Of course, there will be tastings, and you won’t want to miss the insanely creamy, butterscotchy brown gjetost (sometimes called brunost), in addition to the more familiar white goat cheese. Once you’ve had your fill, you’ll walk it off with a stroll around the village, where the church is a highlight: This is Northern Europe’s smallest stave church, built in 1147.
Drink like the Dutch in Rotterdam
Imagine: 100 fresh produce sellers, 15 food shops, and eight restaurants. All in a football field-sized market covered with a jaw-droppingly beautiful ceiling mural. Welcome to Rotterdam! Hungry yet? We thought so.
But before you reach that portion of the Rotterdam Beer Experience excursion, you’ll hit the medieval enclave of Delfshaven, home to the renowned Pelgrim craft brewery. After a learning tour, the artisanal beer is served: You may sample anything from Russian imperial stout to Belgian dubbel to German bock. Whatever you try, here’s one of the secrets to its tastiness: Rotterdam is famous for its water purity.

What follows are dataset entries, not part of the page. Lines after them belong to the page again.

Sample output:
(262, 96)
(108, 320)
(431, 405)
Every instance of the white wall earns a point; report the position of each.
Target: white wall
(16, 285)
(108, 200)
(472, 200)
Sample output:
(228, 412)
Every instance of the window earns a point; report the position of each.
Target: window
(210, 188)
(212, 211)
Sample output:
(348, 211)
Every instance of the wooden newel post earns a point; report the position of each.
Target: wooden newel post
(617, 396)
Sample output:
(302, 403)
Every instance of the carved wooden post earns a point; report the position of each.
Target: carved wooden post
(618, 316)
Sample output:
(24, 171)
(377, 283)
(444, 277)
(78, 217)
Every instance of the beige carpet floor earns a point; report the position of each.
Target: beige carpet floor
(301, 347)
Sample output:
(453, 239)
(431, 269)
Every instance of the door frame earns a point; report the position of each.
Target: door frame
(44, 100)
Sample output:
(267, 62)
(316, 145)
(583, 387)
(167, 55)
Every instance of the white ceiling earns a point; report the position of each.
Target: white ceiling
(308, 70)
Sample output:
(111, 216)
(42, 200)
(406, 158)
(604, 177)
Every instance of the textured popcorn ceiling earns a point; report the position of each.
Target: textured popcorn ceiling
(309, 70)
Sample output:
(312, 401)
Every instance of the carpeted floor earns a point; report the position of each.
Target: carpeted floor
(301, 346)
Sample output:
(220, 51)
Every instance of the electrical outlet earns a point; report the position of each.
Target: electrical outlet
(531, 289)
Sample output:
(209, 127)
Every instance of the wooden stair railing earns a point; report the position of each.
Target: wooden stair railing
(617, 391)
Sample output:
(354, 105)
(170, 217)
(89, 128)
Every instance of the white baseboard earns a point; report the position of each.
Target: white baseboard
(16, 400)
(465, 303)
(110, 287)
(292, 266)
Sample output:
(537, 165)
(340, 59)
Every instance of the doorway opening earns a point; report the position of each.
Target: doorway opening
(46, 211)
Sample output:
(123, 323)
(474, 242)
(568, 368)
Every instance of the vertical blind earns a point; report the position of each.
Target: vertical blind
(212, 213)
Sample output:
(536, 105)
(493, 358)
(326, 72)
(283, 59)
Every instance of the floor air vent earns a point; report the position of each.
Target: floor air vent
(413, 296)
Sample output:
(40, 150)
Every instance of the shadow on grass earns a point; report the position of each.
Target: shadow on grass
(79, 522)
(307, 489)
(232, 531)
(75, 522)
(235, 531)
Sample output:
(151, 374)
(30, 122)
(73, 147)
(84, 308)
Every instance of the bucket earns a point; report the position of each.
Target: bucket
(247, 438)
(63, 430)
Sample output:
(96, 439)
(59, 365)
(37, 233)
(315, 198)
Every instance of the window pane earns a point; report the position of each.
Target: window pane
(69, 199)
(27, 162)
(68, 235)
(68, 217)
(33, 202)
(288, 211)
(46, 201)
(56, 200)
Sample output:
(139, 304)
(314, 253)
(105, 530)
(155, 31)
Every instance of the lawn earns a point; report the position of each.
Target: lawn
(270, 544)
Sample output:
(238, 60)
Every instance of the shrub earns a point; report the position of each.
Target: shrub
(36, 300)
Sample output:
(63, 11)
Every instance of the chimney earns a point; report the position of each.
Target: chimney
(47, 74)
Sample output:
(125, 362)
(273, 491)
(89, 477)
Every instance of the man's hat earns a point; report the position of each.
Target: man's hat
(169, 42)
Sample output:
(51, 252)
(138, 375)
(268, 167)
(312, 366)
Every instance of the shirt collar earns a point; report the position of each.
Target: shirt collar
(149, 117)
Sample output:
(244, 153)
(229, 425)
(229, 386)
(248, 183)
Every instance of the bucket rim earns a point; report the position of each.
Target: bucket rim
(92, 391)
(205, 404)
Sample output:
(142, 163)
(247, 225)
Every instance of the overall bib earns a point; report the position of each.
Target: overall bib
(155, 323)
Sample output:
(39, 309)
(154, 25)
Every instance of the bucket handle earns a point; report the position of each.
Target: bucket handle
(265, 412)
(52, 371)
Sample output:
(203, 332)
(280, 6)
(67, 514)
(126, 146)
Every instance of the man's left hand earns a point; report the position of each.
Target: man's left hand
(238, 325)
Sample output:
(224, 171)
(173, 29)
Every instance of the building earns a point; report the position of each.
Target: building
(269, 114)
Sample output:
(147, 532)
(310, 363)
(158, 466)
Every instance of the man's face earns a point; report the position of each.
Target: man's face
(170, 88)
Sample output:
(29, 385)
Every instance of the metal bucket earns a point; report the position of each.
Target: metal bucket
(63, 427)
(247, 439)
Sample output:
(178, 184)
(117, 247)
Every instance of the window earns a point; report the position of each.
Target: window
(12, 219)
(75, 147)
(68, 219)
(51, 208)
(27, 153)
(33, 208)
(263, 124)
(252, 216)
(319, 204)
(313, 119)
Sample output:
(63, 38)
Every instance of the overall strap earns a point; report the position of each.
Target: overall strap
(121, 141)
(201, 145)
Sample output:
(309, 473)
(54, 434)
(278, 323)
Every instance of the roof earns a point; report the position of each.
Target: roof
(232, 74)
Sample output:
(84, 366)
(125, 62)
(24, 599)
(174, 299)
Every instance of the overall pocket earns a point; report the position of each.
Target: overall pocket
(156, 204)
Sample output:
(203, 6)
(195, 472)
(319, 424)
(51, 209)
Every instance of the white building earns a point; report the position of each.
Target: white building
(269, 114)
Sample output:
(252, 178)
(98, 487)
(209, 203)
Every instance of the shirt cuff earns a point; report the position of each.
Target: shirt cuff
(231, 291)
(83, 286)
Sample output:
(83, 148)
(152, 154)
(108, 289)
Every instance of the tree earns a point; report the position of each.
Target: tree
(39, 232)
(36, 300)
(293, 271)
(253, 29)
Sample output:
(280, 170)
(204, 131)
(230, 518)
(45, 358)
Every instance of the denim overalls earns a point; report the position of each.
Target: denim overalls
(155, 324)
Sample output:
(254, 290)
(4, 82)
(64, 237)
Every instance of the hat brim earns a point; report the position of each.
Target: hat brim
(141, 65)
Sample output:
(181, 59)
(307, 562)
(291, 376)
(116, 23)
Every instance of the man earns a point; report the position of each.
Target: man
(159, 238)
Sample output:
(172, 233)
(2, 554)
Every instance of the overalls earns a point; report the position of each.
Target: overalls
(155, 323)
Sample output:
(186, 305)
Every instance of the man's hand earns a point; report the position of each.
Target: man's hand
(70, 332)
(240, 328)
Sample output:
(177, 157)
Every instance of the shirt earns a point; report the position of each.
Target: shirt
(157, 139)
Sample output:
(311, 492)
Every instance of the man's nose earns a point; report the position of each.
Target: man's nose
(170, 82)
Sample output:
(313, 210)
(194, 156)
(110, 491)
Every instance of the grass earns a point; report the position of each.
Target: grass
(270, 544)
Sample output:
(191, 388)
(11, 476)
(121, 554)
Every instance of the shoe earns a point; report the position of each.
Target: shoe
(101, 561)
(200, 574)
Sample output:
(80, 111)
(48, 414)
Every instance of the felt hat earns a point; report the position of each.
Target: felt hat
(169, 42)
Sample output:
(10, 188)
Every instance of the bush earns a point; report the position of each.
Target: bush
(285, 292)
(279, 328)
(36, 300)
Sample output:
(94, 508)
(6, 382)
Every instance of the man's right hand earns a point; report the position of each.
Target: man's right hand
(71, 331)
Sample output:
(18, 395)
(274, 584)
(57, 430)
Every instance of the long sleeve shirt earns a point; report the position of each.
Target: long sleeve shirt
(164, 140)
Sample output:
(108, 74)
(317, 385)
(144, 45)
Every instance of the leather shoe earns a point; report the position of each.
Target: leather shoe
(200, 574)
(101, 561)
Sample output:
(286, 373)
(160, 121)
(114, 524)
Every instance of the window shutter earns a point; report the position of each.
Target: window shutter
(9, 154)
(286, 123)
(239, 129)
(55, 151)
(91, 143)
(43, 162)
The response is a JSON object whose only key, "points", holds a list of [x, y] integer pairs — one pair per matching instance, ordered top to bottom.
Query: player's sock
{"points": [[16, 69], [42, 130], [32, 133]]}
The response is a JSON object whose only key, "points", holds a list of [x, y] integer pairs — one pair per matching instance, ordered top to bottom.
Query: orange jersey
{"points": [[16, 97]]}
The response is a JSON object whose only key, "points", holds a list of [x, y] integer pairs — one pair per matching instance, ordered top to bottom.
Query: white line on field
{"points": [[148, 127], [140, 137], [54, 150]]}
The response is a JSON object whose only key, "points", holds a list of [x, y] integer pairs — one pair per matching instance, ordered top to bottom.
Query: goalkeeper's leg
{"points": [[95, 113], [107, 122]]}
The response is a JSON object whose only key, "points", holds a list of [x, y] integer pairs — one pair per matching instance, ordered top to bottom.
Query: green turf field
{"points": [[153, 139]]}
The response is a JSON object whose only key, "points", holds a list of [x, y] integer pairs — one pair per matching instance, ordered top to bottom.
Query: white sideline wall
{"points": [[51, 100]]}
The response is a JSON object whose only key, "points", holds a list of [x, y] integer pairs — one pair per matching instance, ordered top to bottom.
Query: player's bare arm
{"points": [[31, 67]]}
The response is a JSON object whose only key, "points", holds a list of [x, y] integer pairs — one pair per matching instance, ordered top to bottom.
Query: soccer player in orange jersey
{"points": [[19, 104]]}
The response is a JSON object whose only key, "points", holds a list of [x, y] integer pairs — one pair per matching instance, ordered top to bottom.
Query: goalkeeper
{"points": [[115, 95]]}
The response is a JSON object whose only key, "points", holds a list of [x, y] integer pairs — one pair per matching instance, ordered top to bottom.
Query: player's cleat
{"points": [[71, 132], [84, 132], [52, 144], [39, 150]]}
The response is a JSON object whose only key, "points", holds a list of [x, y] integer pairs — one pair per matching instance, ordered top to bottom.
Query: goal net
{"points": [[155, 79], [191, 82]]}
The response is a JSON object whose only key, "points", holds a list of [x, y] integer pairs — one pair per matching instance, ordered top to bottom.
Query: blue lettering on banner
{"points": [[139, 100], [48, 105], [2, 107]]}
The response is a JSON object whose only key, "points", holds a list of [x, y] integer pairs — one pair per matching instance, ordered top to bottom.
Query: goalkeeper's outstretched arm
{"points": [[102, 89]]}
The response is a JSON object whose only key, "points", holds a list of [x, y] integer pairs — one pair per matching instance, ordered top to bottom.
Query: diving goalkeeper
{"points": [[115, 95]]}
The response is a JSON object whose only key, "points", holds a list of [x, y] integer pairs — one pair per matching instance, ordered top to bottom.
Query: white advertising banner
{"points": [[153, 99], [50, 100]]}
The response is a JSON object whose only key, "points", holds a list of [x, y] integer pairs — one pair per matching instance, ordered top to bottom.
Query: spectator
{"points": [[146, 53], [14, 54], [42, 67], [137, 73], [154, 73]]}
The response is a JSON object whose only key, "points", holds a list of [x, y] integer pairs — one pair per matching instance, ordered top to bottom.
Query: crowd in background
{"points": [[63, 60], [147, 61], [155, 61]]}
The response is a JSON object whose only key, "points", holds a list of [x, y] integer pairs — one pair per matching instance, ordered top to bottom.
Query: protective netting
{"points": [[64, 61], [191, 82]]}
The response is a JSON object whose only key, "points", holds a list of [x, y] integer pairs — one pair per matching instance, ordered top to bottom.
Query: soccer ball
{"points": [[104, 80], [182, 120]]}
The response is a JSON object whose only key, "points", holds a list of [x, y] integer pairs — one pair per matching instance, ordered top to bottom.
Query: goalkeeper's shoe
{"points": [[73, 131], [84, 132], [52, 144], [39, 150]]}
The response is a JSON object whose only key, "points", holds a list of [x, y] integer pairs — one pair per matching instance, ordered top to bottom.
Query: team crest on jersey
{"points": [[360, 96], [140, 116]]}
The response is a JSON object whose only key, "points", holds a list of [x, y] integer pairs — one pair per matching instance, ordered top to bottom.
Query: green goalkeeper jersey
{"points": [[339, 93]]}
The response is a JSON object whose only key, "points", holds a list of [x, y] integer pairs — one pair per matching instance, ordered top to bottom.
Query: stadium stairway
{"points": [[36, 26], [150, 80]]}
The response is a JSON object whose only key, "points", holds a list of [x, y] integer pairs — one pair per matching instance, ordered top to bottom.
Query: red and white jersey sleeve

Next up, the aforementioned football field-size Markthal, where you’ll chat and nosh your way through the stalls. Bon appetit, or rather, smakelijk!
Eat like a local back on board
Of course, parting is such sweet sorrow when you’ve just eaten your way through an entire port town. But Oceania Cruises will reunite you with your favorite local foods back on board, where you’ll find the Chef’s Market menus at dinner. Each is the result of the executive chefs' incursions into the local markets, where the freshest, most flavorful ingredients dictate the evening's lineup. Sure, there are certain guidelines in place, but there's also a lot of room for improvisation and innovation, once the day's market haul is in hand. Still, you can expect some classics, from Irish lamb stew in the British Isles to crispy pork leg with apple compote in Scandinavia.
But whatever region you’re visiting, you’re guaranteed an unforgettable taste of it thanks to Oceania Cruises’ finest cuisine at sea cred.